Cashew-Based Mac & Cheese with Broccoli

"Scratches the itch!"



Recipe by Cookie + Kate | Serves: 2-4 | Time: ~40 min


Ingredients

8 oz elbow macaroni

1 head of #broccoli, florets cut into small bites

1 ½ tbsp avocado oil or extra-virgin olive oil

1 small yellow onion, chopped

1 cup peeled and grated russet potato

3 cloves garlic, minced

½ tsp garlic powder

½ tsp onion powder

½ tsp dry mustard powder

½ tsp salt, more to taste

Pinch of red pepper flakes

⅔ cup raw #cashews, soaked in hot water for at least 15 min

1 cup water, more as necessary

¼ cup nutritional yeast

2 to 3 tsp apple cider vinegar


Instructions

Bring a large pot of salted water to boil for the pasta. Cook according to package directions. If using broccoli, stir it into the pot when just 2 to 3 more minutes remain. Drain, and transfer the contents to a large serving bowl.


Meanwhile, in a medium-to-large saucepan, warm the oil over medium heat. Add the onion and a pinch of salt and cook, stirring often, until the onion is tender and turning translucent, about 5 minutes.


Add the grated potato, garlic, garlic powder, onion powder, mustard powder, salt and red pepper flakes. Stir to combine, and cook, stirring constantly, for about 1 minute to enhance their flavors.

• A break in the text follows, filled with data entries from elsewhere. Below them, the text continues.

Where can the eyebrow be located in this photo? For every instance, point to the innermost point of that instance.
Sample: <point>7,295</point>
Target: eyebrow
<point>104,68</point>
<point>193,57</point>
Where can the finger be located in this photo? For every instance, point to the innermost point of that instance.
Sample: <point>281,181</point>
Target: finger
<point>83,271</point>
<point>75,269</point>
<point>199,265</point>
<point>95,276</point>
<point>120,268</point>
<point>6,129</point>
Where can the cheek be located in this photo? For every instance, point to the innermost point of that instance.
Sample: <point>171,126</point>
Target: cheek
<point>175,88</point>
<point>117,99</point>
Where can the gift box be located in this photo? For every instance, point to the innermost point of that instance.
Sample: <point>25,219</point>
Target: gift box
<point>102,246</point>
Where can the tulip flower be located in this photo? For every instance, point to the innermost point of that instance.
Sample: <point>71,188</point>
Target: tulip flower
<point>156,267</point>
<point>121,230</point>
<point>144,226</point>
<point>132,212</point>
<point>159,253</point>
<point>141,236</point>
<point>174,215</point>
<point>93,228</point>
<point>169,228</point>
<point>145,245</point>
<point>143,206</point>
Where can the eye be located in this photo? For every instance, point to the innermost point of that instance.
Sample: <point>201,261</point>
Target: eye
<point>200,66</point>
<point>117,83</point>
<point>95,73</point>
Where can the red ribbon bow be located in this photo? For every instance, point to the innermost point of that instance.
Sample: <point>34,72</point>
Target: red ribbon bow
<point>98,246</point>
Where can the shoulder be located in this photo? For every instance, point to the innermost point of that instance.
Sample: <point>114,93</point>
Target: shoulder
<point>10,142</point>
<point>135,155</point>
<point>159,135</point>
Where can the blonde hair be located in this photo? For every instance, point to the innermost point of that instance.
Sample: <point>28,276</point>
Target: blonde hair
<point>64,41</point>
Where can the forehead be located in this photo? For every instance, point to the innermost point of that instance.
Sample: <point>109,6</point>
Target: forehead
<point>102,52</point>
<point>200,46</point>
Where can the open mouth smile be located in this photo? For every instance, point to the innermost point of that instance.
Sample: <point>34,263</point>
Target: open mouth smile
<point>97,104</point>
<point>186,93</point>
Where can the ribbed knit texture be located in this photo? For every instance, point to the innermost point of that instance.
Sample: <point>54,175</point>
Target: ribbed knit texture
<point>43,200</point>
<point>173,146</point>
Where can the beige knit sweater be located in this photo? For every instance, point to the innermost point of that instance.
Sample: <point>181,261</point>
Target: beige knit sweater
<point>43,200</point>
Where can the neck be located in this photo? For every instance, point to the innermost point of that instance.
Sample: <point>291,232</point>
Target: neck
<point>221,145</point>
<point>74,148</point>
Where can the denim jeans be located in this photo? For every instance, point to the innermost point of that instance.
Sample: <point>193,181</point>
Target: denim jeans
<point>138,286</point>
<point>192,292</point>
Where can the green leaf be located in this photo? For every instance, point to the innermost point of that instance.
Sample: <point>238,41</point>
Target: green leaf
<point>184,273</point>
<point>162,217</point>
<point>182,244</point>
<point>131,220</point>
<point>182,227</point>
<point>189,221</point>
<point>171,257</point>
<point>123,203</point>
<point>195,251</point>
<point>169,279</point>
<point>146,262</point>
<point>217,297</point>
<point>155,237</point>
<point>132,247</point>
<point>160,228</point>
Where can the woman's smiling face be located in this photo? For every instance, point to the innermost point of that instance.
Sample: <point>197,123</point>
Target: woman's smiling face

Add the cashews and water, and stir to combine. Let the mixture come to a simmer. Continue simmering, stirring frequently and reducing heat as necessary to avoid a rapid boil, until the potatoes are completely tender and cooked through, about 5 to 8 minutes.


Carefully pour the mixture into a blender. Add the nutritional yeast and 2 teaspoons vinegar. Blend until the mixture is completely smooth, about 2 minutes, stopping to scrape down the sides if necessary. If the mixture won’t blend easily or if you would prefer a thinner consistency, add water in ¼ cup increments, blending after each one.


Taste and adjust seasoning as necessary


Pour the sauce into the bowl of pasta. Stir until well combined, and serve immediately.